LINZ has developed guidance to assist cadastral surveyors working in greater Christchurch when dealing with boundary conflicts arising from approved interim surveys.
In early 2017 LINZ updated the spatial representation in Landonline to reflect boundaries in their post-earthquake positions. The targeted area for realignment was the eastern side of Christchurch, as it had the most earthquake damage due to shallow ground movement.
Coordinates were calculated in areas affected by shallow ground movement (shown blue on the map) that best reflect where survey marks and boundary positions are located after the earthquakes.
In March 2015 LINZ commissioned a report from Tonkin and Taylor Ltd to provide background geotechnical information about ground movements that occurred as a result of the Canterbury Earthquake Sequence. The report:
- focuses on horizontal ground movements of most relevance for cadastral surveyors
- explains the key geological mechanisms
- outlines the data that is available on the Canterbury Geotechnical Database that relates to these mechanisms
- summarises the key features and limitations of the information that need to be considered when using the data.

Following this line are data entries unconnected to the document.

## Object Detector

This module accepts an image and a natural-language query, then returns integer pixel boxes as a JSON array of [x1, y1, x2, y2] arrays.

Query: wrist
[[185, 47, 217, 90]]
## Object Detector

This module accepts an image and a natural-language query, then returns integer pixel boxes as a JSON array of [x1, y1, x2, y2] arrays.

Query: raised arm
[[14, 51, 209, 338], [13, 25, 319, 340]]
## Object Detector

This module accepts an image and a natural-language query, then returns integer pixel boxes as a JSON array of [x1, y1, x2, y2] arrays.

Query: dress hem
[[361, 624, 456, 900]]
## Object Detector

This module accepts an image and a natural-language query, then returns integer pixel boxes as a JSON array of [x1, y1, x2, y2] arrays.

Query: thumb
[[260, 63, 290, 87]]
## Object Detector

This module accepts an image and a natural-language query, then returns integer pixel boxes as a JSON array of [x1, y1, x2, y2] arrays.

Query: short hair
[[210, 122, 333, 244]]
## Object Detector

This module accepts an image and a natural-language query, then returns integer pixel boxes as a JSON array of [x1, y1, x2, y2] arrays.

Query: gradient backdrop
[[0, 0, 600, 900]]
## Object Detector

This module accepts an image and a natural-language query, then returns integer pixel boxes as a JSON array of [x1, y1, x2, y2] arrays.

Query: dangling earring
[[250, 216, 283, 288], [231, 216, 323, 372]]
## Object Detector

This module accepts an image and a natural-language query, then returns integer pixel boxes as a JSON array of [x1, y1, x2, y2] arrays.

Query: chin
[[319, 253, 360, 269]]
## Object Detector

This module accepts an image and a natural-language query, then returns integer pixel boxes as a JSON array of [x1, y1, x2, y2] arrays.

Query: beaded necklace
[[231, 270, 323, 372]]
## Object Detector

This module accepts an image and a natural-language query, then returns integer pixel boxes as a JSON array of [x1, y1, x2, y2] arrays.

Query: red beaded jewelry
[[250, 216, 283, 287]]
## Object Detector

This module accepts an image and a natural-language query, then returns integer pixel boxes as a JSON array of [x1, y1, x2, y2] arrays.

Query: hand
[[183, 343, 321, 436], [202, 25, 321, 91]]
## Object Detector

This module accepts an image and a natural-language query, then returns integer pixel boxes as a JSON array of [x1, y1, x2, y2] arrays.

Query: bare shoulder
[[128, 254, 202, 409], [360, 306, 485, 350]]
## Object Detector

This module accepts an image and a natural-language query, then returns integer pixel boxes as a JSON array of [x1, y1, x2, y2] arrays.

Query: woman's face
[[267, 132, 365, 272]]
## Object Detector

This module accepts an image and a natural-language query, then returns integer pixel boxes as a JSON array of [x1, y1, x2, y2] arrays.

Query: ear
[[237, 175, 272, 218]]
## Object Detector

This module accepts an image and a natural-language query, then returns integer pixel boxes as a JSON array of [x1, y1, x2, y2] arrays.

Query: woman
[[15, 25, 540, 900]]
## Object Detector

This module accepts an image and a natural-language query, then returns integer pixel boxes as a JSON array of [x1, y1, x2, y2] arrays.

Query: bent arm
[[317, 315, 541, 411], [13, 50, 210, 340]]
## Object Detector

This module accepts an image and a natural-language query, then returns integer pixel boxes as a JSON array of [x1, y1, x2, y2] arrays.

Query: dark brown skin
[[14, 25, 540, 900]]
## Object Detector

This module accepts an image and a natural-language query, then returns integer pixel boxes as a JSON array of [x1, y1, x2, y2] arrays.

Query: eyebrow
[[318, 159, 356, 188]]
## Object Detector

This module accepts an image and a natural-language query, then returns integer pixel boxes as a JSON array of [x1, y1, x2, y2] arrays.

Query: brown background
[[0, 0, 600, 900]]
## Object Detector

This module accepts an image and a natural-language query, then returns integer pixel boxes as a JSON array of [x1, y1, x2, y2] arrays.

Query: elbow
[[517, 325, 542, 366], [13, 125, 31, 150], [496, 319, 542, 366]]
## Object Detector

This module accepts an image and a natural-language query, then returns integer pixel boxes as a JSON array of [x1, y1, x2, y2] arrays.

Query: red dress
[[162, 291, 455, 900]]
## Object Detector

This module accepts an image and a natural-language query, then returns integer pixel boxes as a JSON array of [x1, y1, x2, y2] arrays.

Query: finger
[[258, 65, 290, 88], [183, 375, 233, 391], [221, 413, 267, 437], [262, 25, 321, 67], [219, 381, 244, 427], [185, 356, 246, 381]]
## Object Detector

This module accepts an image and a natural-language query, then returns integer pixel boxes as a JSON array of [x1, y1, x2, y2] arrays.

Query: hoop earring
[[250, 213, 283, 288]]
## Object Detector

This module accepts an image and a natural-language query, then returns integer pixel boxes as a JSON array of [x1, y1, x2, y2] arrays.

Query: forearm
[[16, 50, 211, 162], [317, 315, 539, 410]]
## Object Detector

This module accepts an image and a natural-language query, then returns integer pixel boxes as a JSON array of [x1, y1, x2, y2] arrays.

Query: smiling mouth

The report does not attempt to delineate areas where ground movements may have an impact on cadastral surveys, nor does it propose any solutions for these issues.
The map of indicative shallow surface movement in Christchurch shows the general extent of lateral shallow surface movement in Christchurch. It extrapolates movements that have been measured at a network of geodetic survey marks around Christchurch typically spaced hundreds of metres apart. Movement at the individual property level may be significantly more or less than the value indicated on the map.